Hükümetin bir bakanı, milletin oyunu alarak seçilip, milletvekili olmuş ve bir siyasi partiyi temsil eden siyasetçiler.
Bir demokraside bundan daha normal bir “tablo” olur mu?
Ardından hükümetin “barış sürecini izlemesi için” bir heyet kurulması fikrini de yanlış bulduğunu söyledi.
Söylediklerinin bir iç tutarlılığı var.
Çünkü Kürt sorunu diye bir şeyin olmadığını, Kürtlerin isterlerse Cumhurbaşkanı bile olabileceğini düşünüyor.
Böyle düşününce de zaten ne izleme heyetine ihtiyaç var ne de Öcalan’ın açıkladığı on maddelik “yapılması gerekenler listesine”!
Başbakan Yardımcısı Bülent Arınç, Cumhurbaşkanı’nın bu söylediklerine itiraz etti.
Söyleyeceklerini hükümete, bizzat başkanlık ettiği Bakanlar Kurulu toplantılarında söyleyebileceğini, bunun kamuoyuna açık olarak ifade edilmesinin bizzat Cumhurbaşkanı’na zarar vereceğini söyledi.
Ve beklendiği gibi “topa tutuldu”!
Erdoğan’ın gözüne girerek koltuklarını sağlama alabileceklerini düşünen milletvekilleri, partinin kurucusu da olan Arınç’a karşı demeçler verdiler, mesajlar attılar.
Bütün bunlar olup biterken gözlerim bir tek kişiyi aradı. Kulaklarım bir tek kişinin ne diyeceğine odaklandı ama o kişi ne ortada göründü ne de bu konuyla ilgili bir söz söyledi.
O kişi Başbakan Ahmet Davutoğlu idi!
Adeta tam siper oldu, hükümet adına konuşmayı Bülent Arınç’a bıraktı, tek kelime söylemedi.
Sanırım, “Bülent Arınç nasıl olsa artık siyaseti bırakacak, o konuşsun, tepkileri de o çeksin” diye düşündü.
Ama sorun şu ki Başbakan olan kendisi.
Dolmabahçe’deki toplantıyı da o emretmiş olmalı, izleme heyeti kurma çalışmalarını da o başlatmış olmalı.
Göreve ilk başladığında da kendisinin Başbakan olduğunu düşünüp, şeffaflık paketleri, tasarruf önlemleri vs. açıklamış, sonra Saray’ın sahibi kaş çatınca ricat etmişti.
Bu konulara hiç girmemesine bakarak söyleyebilirim ki galiba bu kez de öyle olacak.
Kabak Arınç’ın başına patlayacak!
Anormalin normale dönüştüğü ülke
PENGUEN dergisi çizerleri Bahadır Baruter ile Özer Aydoğan hakkında, Cumhurbaşkanı Recep Tayyip Erdoğan’a hakaret ettikleri iddiasıyla 2 yıl 4 aya kadar hapis cezası istemiyle dava açıldı.
Davaya konu karikatürde Erdoğan, iki bürokrat tarafından Köşk’ün kapısında karşılanıyor.
Bürokratlardan biri “Hayırlı olsun efendim.

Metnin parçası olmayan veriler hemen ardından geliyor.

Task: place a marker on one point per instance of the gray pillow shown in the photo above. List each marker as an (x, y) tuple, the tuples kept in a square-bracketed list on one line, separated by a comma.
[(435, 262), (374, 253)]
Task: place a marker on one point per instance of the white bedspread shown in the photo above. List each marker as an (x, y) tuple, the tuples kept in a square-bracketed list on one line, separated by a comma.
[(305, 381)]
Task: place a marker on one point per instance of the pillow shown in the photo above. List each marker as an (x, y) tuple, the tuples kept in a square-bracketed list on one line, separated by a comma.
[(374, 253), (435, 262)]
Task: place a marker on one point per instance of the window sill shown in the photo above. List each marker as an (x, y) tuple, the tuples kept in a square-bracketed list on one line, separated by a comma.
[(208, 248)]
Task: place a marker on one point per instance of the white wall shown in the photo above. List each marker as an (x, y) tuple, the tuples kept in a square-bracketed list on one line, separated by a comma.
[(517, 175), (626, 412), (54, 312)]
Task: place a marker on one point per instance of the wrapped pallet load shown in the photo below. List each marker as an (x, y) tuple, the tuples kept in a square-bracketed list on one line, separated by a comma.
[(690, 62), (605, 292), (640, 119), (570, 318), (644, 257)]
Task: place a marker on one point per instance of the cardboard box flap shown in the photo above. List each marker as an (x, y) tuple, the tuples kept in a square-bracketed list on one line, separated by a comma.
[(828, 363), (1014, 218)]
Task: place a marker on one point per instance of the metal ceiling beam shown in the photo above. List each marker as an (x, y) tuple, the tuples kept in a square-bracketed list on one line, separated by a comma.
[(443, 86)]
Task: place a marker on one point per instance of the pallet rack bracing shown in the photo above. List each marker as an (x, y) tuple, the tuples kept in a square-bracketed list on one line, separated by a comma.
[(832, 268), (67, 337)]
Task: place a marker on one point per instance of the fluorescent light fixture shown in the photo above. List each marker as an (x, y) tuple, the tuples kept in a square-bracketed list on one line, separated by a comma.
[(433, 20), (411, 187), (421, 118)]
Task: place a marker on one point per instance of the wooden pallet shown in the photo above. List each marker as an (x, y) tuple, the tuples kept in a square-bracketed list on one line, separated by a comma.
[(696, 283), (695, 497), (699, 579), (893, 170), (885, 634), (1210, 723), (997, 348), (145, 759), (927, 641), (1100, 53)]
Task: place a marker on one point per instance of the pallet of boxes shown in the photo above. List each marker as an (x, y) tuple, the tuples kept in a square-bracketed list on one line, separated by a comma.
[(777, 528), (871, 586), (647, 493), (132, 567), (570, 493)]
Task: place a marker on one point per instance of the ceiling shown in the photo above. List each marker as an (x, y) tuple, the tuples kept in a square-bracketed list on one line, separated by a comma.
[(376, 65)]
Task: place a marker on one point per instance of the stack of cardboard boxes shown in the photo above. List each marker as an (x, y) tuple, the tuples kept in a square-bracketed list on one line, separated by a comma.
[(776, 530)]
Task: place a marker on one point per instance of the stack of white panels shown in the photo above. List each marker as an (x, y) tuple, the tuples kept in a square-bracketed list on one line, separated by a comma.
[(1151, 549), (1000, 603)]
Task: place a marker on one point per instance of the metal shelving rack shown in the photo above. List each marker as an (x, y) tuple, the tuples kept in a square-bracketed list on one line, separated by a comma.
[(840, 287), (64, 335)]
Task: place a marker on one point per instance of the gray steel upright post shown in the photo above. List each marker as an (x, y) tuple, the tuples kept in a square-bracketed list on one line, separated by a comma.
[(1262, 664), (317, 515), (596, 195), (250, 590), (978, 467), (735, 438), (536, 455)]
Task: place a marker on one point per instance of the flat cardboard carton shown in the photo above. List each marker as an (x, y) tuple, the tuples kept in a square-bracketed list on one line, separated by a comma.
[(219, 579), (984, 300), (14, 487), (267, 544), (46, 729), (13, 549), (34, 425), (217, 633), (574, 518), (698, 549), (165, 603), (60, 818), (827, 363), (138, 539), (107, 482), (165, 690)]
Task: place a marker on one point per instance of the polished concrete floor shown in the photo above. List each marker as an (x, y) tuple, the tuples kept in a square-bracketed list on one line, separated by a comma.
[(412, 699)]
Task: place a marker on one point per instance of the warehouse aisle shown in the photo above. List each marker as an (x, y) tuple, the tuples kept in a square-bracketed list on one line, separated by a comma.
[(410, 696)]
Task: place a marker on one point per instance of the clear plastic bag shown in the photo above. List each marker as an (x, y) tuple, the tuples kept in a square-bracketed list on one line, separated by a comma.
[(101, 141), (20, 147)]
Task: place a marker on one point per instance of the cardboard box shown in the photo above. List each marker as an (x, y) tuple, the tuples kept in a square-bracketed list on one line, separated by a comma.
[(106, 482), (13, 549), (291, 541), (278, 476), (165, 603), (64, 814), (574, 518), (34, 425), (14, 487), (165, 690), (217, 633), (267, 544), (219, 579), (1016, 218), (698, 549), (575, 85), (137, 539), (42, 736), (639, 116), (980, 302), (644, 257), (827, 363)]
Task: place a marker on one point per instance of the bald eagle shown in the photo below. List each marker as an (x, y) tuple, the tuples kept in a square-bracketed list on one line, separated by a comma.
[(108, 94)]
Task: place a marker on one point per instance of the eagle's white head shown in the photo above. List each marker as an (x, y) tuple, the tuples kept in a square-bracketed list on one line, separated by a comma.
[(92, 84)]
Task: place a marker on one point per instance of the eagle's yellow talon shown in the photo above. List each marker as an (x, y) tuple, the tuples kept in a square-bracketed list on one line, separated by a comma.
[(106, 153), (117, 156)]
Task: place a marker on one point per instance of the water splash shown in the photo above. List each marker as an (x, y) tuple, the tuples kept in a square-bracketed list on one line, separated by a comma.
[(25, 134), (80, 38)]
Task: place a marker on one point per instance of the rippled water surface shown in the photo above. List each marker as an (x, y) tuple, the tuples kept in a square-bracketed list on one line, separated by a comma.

Köşk’e hoş geldiniz” diyerek, Erdoğan ile el sıkışıyor.
Erdoğan da “Böyle kuru kuru olur mu? En azından bir gazeteci kesseydik” diye yanıtlıyor.
Karikatürün savcılığa şikâyet edilmesinin nedeni, Erdoğan’ın karşısındaki bürokratın ceketini tek eliyle iliklemeye çalışırken, parmaklarının aldığı “şekil”!
Bu bizim ülkemizde bir saygı gösterisi sayılır. Kendinden büyük ve önemli olduğunu düşündüğün insanın karşısına çıkınca eğer bir elin ile karşındakinin elini sıkıyorsan, diğeri ile de ceketini iliklemeye çalışırsın.
Çizer de o hareketi yakalamış ama bu arada adamın parmakları ister istemez bir “yuvarlak” şeklini almış.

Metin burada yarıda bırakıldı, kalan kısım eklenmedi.